To build a single tank, over 18 tons of metal was required. Some of the Navy’s largest ships required more than 900 tons of metal each.
Community groups and schools held scrap metal drives; people took steel bumpers off their cars, chicken wire and farm equipment and donated them to the efforts; every ounce of steel that could be used to further the war effort was gladly sacrificed as every proud American’s duty.
According to the U.S. Office of War Information, in Asheville, North Carolina there were old abandoned trolley tracks buried beneath the streets. The new, more modern roads had been built right over the steel tracks to make way for the automobiles. One inventor came up with a contraption called a “railjerk” that would pry the metal tracks loose after the streets above them had been torn up. All this metal went as scrap for military production.
Steel Pennies
Steel was not the only metal in high demand – so was copper, which was used heavily for ammunition and other equipment for the military during the war.
In 1943, copper pennies were collected and exchanged for steel pennies, aka “steelies.” The composition of the coins were 99% steel with a slim layer of zinc. Zinc coated steel made the coins magnetic and was 13% lighter weight than its copper twin.
These steelies were not without their problems; vending machines designed with magnets to detect fake coins would pick up the steel pennies by mistake. Rust was also an issue around the un-galvanized edges.

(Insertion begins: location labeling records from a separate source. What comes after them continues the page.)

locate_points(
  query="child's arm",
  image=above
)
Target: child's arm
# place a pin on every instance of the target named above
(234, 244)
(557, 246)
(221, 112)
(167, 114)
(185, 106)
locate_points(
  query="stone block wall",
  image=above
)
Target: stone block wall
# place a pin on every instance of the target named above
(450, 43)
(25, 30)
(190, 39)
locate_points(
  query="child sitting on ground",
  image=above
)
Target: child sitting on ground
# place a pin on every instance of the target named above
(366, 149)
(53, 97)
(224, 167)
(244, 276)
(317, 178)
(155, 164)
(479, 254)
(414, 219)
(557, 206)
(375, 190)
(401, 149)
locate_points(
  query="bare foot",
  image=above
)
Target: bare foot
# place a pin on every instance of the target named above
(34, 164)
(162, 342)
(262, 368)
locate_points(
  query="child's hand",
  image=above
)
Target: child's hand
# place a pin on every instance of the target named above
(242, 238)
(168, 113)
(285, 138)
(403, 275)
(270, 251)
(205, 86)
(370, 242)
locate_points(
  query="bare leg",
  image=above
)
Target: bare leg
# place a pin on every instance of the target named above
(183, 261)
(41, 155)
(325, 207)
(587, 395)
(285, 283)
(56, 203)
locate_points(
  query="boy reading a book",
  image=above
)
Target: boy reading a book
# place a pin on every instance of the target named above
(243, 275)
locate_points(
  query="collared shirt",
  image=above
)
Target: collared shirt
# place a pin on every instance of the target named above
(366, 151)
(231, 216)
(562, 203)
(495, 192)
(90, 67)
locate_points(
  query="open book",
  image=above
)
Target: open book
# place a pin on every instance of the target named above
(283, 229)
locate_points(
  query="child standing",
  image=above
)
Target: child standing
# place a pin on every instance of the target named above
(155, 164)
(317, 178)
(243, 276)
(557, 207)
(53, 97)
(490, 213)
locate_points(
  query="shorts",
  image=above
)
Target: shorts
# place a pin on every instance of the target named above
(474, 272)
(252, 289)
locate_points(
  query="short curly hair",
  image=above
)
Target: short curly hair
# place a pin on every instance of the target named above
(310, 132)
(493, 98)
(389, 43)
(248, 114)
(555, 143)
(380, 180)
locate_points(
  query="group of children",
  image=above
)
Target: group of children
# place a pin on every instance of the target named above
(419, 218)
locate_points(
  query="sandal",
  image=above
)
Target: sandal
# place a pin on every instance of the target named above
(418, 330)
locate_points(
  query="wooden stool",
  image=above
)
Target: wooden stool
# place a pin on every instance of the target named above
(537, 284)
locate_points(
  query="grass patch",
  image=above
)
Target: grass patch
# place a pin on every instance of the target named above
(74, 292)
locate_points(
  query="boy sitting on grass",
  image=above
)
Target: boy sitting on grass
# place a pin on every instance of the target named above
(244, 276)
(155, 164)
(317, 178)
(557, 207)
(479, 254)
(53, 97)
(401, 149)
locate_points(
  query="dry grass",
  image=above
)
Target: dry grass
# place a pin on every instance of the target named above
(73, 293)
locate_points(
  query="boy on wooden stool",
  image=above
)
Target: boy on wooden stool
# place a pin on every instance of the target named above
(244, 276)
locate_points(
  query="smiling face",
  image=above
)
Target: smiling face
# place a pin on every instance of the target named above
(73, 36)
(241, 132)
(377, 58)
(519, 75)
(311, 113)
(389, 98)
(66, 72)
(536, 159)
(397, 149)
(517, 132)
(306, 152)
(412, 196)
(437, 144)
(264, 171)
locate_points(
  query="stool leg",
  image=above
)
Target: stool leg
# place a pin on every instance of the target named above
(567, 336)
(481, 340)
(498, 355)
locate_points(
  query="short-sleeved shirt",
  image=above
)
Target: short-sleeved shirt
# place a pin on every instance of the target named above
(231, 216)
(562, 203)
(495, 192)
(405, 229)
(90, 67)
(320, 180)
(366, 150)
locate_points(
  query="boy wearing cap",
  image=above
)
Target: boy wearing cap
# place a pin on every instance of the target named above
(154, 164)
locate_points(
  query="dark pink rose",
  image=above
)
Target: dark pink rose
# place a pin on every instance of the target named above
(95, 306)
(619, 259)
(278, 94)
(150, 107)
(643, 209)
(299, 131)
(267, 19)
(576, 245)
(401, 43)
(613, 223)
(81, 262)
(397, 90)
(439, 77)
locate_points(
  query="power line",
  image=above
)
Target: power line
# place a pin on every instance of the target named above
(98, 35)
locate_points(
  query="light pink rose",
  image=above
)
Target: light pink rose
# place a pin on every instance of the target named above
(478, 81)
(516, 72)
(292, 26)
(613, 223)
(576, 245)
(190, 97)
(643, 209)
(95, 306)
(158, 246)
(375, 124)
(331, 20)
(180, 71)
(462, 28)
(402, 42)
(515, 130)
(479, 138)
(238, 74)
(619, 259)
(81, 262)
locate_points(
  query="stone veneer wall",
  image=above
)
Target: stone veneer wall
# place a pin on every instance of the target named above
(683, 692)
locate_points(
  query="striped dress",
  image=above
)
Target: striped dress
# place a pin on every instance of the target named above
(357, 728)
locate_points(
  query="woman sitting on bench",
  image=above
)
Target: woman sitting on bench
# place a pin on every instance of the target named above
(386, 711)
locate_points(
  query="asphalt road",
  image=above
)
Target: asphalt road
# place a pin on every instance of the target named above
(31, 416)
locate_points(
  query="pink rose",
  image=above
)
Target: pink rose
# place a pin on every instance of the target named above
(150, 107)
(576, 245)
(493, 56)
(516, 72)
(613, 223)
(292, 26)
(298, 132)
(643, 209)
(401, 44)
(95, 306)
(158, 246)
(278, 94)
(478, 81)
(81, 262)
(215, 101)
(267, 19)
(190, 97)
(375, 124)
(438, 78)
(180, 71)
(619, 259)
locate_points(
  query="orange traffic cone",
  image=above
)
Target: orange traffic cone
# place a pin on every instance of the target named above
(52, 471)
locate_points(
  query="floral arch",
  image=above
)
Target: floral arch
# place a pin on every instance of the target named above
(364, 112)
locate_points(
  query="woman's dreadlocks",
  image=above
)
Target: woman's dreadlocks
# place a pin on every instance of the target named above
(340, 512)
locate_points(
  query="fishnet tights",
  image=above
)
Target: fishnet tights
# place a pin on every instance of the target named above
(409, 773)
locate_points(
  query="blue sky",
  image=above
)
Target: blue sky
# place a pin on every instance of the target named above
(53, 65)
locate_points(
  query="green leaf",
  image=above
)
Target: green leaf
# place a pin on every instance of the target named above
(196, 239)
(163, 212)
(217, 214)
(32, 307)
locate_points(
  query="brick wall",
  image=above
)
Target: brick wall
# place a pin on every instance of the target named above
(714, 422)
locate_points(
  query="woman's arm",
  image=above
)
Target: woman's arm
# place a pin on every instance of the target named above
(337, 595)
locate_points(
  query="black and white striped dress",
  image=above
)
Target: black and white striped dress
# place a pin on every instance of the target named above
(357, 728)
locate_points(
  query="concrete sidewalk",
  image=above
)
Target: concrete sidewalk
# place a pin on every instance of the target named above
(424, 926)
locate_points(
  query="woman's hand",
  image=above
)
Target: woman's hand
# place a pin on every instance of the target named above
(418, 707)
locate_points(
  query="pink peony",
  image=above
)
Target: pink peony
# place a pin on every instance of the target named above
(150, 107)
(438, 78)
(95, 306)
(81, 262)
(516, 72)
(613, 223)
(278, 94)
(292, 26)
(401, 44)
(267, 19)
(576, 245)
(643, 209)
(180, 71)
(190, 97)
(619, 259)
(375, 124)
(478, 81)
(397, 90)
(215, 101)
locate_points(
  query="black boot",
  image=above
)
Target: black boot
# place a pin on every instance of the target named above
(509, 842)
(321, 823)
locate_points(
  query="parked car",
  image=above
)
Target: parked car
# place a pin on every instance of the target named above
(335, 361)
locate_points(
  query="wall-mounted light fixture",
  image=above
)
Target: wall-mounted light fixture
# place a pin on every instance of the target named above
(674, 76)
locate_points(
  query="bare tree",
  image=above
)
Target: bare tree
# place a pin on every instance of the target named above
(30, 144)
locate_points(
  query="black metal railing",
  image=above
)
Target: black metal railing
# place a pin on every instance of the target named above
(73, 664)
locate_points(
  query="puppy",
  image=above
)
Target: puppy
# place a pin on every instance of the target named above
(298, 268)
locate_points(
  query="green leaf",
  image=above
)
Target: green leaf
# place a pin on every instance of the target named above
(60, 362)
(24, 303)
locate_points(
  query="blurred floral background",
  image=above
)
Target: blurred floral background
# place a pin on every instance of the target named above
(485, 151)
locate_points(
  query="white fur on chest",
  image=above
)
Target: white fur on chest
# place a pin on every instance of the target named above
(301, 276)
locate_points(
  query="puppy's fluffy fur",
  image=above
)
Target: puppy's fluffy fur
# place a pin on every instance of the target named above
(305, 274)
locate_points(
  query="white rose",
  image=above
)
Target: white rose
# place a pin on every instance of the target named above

Although these steel nuisances circulated until well into the 1960’s, the U.S. Mint collected the 1943 one-cent coins and destroyed them.
The Infrastructure of America the Great
Steel itself used to be a symbol of American pride.
After the 1850’s, there was an explosion of industrial steel production worldwide but especially in North America. Steel was manufactured, milled and processed here in the U.S. by hard working men and women to build the very infrastructure this country became so famous for.
Railroads, bridges, engines and skyscrapers, all the product of massive deposits of iron ore that was mined and forged out of the ground was done so to build the very foundation of this great country.
It was steel production that made the U.S. one of the world’s largest and most successful economies.
Everyone worked. Unemployment was not a concern. It was America. We built things. We made stuff to last, too. We didn’t need to import cheaper metals from overseas; we put Americans to work making better materials for ourselves and for our country.
America’s very backbone was made of Steel. And every single piece, from sewing machines to staplers to farm tools and thumb tacks was stamped big and bold “MADE IN U.S.A.,” a rare site today, for certain.